Saltar para: Post [1], Pesquisa e Arquivos [2]

Vida de um Cinéfilo

Vida de um Cinéfilo

Acendalha Datilográfica #5 - Blade Runner

Poucas são as histórias que iniciam uma discussão sobre a humanidade e a respetiva composição moral e espiritual da mesma forma que “Blade Runner”, discutivelmente o pilar do cinema de ficção científica, ao lado de “2001: A Space Odyssey”. Na conceção de um cenário futurista onde a raça dominante perdeu a sua essência, Rutger Hauer, ao auxílio do incomparável imaginário de Ridley Scott, entrega-se inconfundivelmente a um dos personagens antagónicos mais marcantes do audiovisual. Seja para o bem, para o mal ou para o próprio umbigo, Roy Batty estará presente na memória de quem se invista na jornada comandada pelo arco de Rick Deckard, uma amostra dos resquícios da espécie humana envolta num ceticismo cínico oriundo de um palco chuvoso de desespero, numa perda de identidade coletiva face à bruta inovação tecnológica e no secular capitalismo desenfreado.
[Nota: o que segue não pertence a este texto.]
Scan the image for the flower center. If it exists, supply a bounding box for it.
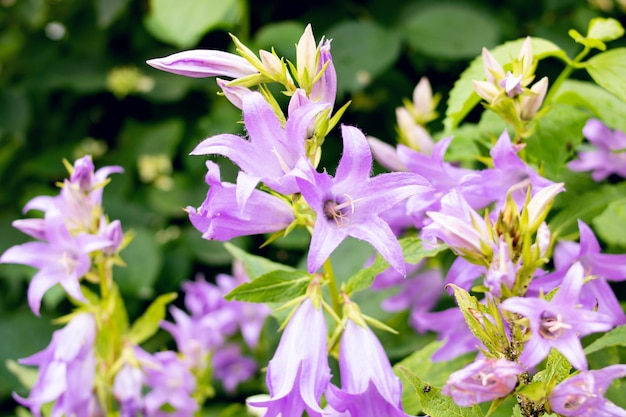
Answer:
[539,311,572,339]
[323,194,360,226]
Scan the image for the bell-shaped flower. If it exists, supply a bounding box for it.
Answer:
[442,358,524,407]
[186,161,295,241]
[0,216,112,315]
[326,319,408,417]
[501,262,613,370]
[249,298,330,417]
[14,313,97,417]
[146,49,259,78]
[548,365,626,417]
[297,126,430,275]
[191,92,328,208]
[567,119,626,181]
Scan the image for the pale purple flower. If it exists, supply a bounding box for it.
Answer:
[191,92,328,208]
[502,263,613,370]
[548,365,626,417]
[146,49,259,78]
[14,313,97,417]
[567,119,626,181]
[309,40,337,109]
[135,348,198,417]
[412,307,480,362]
[186,161,295,241]
[326,320,408,417]
[0,216,111,315]
[112,363,143,417]
[250,298,330,417]
[529,220,626,325]
[442,358,524,407]
[213,344,258,394]
[397,136,490,227]
[297,125,430,275]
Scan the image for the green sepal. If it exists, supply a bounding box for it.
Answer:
[396,366,483,417]
[128,293,178,345]
[224,270,312,303]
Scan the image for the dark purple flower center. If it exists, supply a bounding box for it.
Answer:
[323,194,358,226]
[539,310,572,339]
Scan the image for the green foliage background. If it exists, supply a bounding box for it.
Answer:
[0,0,626,413]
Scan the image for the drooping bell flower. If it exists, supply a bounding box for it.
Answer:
[245,298,330,417]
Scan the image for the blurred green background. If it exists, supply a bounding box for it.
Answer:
[0,0,626,413]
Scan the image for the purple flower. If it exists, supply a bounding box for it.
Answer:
[250,298,330,417]
[463,130,554,207]
[135,348,198,417]
[297,126,430,275]
[213,345,257,394]
[442,358,524,407]
[326,320,408,417]
[502,263,613,370]
[0,216,111,315]
[186,161,295,241]
[191,93,328,208]
[113,363,143,417]
[146,49,259,78]
[14,313,96,417]
[397,136,490,227]
[412,307,479,362]
[567,119,626,181]
[548,365,626,417]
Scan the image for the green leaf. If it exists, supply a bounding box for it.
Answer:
[225,270,311,303]
[548,183,626,236]
[224,242,295,281]
[394,341,476,414]
[585,48,626,101]
[328,21,400,93]
[396,366,483,417]
[526,104,589,179]
[585,325,626,355]
[444,38,566,134]
[144,0,242,48]
[553,80,626,131]
[593,199,626,246]
[128,293,178,344]
[401,3,500,60]
[96,0,129,29]
[587,17,624,42]
[113,228,163,299]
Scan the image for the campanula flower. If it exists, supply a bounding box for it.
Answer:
[502,262,613,370]
[191,92,328,208]
[146,49,259,78]
[14,313,97,417]
[567,119,626,181]
[326,319,408,417]
[548,365,626,417]
[249,298,330,417]
[297,125,430,275]
[442,358,524,407]
[0,216,112,315]
[185,161,295,241]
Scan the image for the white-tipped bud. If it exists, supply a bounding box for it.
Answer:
[526,182,565,231]
[520,77,548,120]
[472,80,502,104]
[482,48,504,84]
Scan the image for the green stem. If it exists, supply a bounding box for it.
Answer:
[543,46,591,105]
[324,258,341,317]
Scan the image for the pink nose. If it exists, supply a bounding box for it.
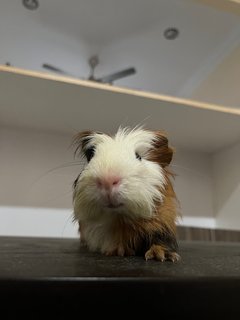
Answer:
[97,176,121,191]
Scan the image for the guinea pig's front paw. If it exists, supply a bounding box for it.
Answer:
[145,244,181,262]
[105,246,135,257]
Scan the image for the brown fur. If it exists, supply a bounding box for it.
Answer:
[100,131,179,261]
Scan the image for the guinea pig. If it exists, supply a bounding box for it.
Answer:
[73,127,180,262]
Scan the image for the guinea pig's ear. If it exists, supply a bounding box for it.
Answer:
[73,130,95,156]
[149,131,174,168]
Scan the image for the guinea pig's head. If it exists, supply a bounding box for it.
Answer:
[73,128,173,220]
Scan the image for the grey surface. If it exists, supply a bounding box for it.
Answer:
[0,237,240,281]
[0,237,240,319]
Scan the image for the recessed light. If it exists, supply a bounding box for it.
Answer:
[22,0,39,10]
[163,28,179,40]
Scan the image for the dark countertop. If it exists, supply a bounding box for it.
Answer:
[0,237,240,319]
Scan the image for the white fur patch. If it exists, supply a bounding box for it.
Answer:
[74,129,165,251]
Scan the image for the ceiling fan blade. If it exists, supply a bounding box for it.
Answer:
[96,68,136,83]
[42,63,70,75]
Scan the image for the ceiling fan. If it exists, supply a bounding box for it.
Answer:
[42,55,136,84]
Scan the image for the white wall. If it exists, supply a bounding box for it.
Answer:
[0,128,80,208]
[213,143,240,230]
[172,149,214,222]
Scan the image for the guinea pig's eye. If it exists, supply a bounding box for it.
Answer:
[84,147,95,162]
[135,152,142,161]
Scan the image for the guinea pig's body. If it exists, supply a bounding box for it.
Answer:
[73,128,179,261]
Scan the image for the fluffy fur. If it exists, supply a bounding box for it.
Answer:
[73,128,179,261]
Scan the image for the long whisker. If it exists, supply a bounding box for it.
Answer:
[170,164,210,177]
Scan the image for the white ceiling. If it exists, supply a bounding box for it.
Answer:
[37,0,174,45]
[0,0,240,106]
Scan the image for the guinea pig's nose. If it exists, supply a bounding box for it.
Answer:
[96,176,121,190]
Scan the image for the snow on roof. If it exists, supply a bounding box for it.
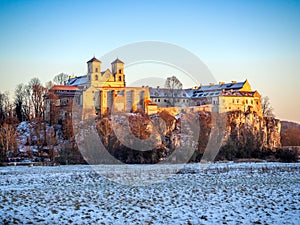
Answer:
[149,87,192,98]
[66,75,87,86]
[51,85,78,91]
[87,56,101,63]
[111,58,124,64]
[197,81,245,91]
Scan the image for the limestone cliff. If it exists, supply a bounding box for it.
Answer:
[96,111,281,163]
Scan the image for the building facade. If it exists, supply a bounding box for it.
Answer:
[45,57,262,121]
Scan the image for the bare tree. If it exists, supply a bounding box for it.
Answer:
[0,121,17,162]
[29,78,46,118]
[0,92,11,123]
[261,96,275,117]
[165,76,182,106]
[53,73,69,85]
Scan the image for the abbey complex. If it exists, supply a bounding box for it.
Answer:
[45,57,262,121]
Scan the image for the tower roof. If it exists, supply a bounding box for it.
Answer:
[87,56,101,63]
[111,58,124,64]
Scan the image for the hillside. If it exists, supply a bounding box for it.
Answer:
[280,121,300,146]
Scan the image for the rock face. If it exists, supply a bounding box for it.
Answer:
[224,111,281,150]
[96,111,281,163]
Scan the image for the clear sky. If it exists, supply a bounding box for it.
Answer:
[0,0,300,122]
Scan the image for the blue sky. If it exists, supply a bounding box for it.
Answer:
[0,0,300,122]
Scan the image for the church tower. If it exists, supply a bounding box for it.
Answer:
[111,58,125,87]
[87,57,101,87]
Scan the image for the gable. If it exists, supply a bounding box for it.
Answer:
[101,69,115,82]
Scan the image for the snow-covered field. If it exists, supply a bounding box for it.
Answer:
[0,163,300,224]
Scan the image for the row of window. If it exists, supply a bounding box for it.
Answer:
[223,99,258,105]
[93,74,122,81]
[153,98,189,103]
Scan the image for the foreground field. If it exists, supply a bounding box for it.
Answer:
[0,163,300,224]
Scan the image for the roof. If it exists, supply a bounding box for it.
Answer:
[66,75,87,86]
[111,58,124,64]
[86,56,101,63]
[149,87,192,98]
[192,90,257,98]
[50,85,79,91]
[197,81,246,91]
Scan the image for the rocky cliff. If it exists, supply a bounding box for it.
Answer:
[90,111,281,163]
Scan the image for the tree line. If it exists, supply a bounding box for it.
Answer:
[0,73,69,161]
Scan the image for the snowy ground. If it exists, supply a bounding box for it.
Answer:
[0,163,300,224]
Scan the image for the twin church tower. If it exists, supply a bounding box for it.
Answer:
[86,57,125,87]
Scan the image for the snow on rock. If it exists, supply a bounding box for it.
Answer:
[0,163,300,224]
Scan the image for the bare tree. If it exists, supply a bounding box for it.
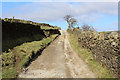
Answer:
[64,15,77,28]
[70,18,77,28]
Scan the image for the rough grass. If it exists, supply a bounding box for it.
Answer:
[2,34,58,78]
[40,26,56,30]
[2,34,44,52]
[69,34,114,78]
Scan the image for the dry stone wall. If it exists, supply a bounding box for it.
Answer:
[2,18,60,52]
[68,29,120,77]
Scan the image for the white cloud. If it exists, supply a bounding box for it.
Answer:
[3,2,118,23]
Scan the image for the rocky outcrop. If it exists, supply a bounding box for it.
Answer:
[68,29,120,77]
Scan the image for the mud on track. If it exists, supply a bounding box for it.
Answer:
[19,31,96,78]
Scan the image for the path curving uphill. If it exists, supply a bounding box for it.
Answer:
[19,31,97,78]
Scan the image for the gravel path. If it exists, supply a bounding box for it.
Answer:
[19,31,96,78]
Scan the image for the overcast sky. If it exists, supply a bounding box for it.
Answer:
[2,0,118,31]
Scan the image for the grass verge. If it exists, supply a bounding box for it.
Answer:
[2,34,58,78]
[69,33,114,78]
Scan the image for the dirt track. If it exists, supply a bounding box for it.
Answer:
[19,31,96,78]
Tão curto e tão poderoso, o monólogo de Roy é a representação apogísitca da iminente inevitabilidade do fim da linha para a longa, arrogante e insignificante caminhada do Ser Humano. Por isso é que “Blade Runner” é infinitamente importante.

Sugerido: Blade Runner (Perigo Iminente, 1982) - Análise e Crítica

Roy-Batty.jpg

Roy

Quite an experience to live in fear, isn’t it? That’s what it is to be a slave!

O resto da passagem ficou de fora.